Malaria, caused by Plasmodium parasites, continues to be a major global health problem, with more than 200 million new infections and nearly 500 thousand deaths annually. Infection initiates when sporozoite stages are inoculated into the skin by the mosquito vector. Sporozoites then move in the skin tissue, enter the blood stream and reach the liver. Sporozoites traverse cells before eventually infecting a hepatocyte within a replication-permissive parasitophorous vacuole (PV). Ensconced in the PV membrane (PVM), a single sporozoite will transmogrify into a liver stage that replicates and then forms tens of thousands of merozoites. These are released from the liver and infect and replicate in blood cells, which causes all clinical symptoms of malaria and enables further parasite transmission. Targeting the pre-erythrocytic sporozoites thus represents an attractive intervention point since they are small in number, and successful disruption of the molecular interactions required for infection would completely prevent disease and transmission. However, little is known about the critical molecular interactions leading to productive sporozoite entry into the host, infection of the liver and invasion of hepatocytes. In this proposal, using novel approaches, we will focus on elucidating the molecular map of infection that involves the sporozoite protein complexes containing P52, P36 and the TRAP complex, and their interactions with the host receptors EphA2, CD81 and PDGFR?, respectively. Currently we only know that P36 and P52 are essential for establishing productive hepatocyte infection with a PVM and that the hepatocyte surface receptors EphA2 and CD81 are critical for PVM formation as well.

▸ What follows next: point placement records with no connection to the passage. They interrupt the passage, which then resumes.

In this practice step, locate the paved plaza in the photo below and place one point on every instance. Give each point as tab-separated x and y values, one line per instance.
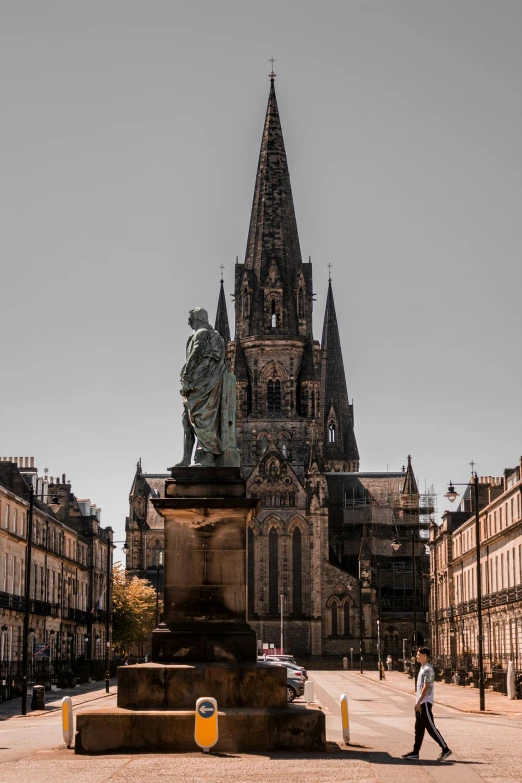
486	747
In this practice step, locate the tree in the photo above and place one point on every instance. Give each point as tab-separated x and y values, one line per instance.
133	611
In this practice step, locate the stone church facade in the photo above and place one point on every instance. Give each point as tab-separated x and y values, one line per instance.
295	429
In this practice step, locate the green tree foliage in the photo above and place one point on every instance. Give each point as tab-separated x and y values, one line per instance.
133	610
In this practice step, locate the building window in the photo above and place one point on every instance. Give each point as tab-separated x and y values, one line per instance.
346	613
297	572
274	397
273	572
251	572
334	619
300	303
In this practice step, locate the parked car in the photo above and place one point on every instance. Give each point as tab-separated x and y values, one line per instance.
294	680
288	661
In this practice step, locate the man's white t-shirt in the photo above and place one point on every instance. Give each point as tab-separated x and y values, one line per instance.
426	675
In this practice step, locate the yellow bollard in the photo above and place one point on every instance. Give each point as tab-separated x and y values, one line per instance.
206	731
67	720
345	718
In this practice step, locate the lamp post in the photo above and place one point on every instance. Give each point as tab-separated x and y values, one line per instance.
451	495
282	651
28	553
414	590
108	593
159	567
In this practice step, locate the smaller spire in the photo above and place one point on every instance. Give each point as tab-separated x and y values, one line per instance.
410	482
221	324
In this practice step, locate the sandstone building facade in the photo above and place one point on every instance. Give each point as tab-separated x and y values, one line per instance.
453	575
295	431
71	560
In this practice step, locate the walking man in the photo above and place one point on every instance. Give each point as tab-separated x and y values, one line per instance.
423	708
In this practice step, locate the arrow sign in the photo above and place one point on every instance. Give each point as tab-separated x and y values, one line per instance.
206	728
206	709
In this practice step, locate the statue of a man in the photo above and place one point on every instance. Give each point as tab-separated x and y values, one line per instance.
208	405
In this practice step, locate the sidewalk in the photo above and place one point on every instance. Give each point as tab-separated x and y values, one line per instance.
53	699
462	698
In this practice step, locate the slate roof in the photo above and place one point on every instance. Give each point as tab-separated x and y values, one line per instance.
334	392
273	236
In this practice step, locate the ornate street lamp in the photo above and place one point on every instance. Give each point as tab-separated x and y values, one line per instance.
452	495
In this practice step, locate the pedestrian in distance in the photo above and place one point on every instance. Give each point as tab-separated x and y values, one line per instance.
423	708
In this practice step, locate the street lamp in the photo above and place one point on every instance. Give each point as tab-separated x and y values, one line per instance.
25	640
414	590
125	550
452	495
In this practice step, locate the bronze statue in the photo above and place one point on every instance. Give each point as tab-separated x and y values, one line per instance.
209	404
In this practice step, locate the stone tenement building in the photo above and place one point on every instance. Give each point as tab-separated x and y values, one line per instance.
295	431
453	575
68	573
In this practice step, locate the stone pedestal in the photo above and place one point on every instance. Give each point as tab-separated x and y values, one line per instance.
206	513
205	647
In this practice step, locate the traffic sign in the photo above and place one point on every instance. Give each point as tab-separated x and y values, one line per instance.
206	731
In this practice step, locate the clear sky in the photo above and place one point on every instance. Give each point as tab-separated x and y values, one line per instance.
130	135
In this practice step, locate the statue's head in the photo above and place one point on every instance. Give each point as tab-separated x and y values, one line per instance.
198	317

In Aim 1, we will investigate the dynamics and conditions of release of P52 and P36 from sporozoites during interaction with hepatocytes. Following our preliminary isolation of a P52/P36 complex, we will proceed to determine the precise molecular interactions within this complex and its interaction with EphA2, CD81 and any other novel putative receptor(s) identified.
In Aim 2, we will focus on the hepatocyte surface to further study the functional significance of EphA2 during hepatocyte invasion and PV formation as well as its relationship to CD81 and novel receptors.
In Aim 3, we will investigate a novel parasite-host interaction pair identified by us between host protein PDGFR? and the sporozoite adhesin TRAP, and the importance of this interaction for host infection in the context of a large TRAP-containing sporozoite protein complex that we have recently identified. Upon completion of the proposed work we will have a clear molecular map of the interactions of critical sporozoite invasion-related protein complexes and host receptor complexes. This data will be important to design targeted interventions such as infection-blocking antibodies or small molecule inhibitors and as such will contribute to the goal of preventing malaria infection.
A robust mapping and functional understanding of the molecular host-parasite interactions required for Plasmodium liver infection is crucial for the development of effective interventions that block the parasite before it causes disease; however, critical molecular interactions are currently not well defined. A combination of new approaches has allowed us to isolate a complex of the invasion-related sporozoite proteins P52 and P36, and their putative novel host receptors, as well as PDGFR? as a novel receptor for a TRAP protein complex. Here we propose to build on these findings to fully map and delineate the functional interactions of the P52/P36 complex and its cognate host receptors, as well as the TRAP complex and its host receptors, to gain a comprehensive understanding of initial host infection by the sporozoite stage.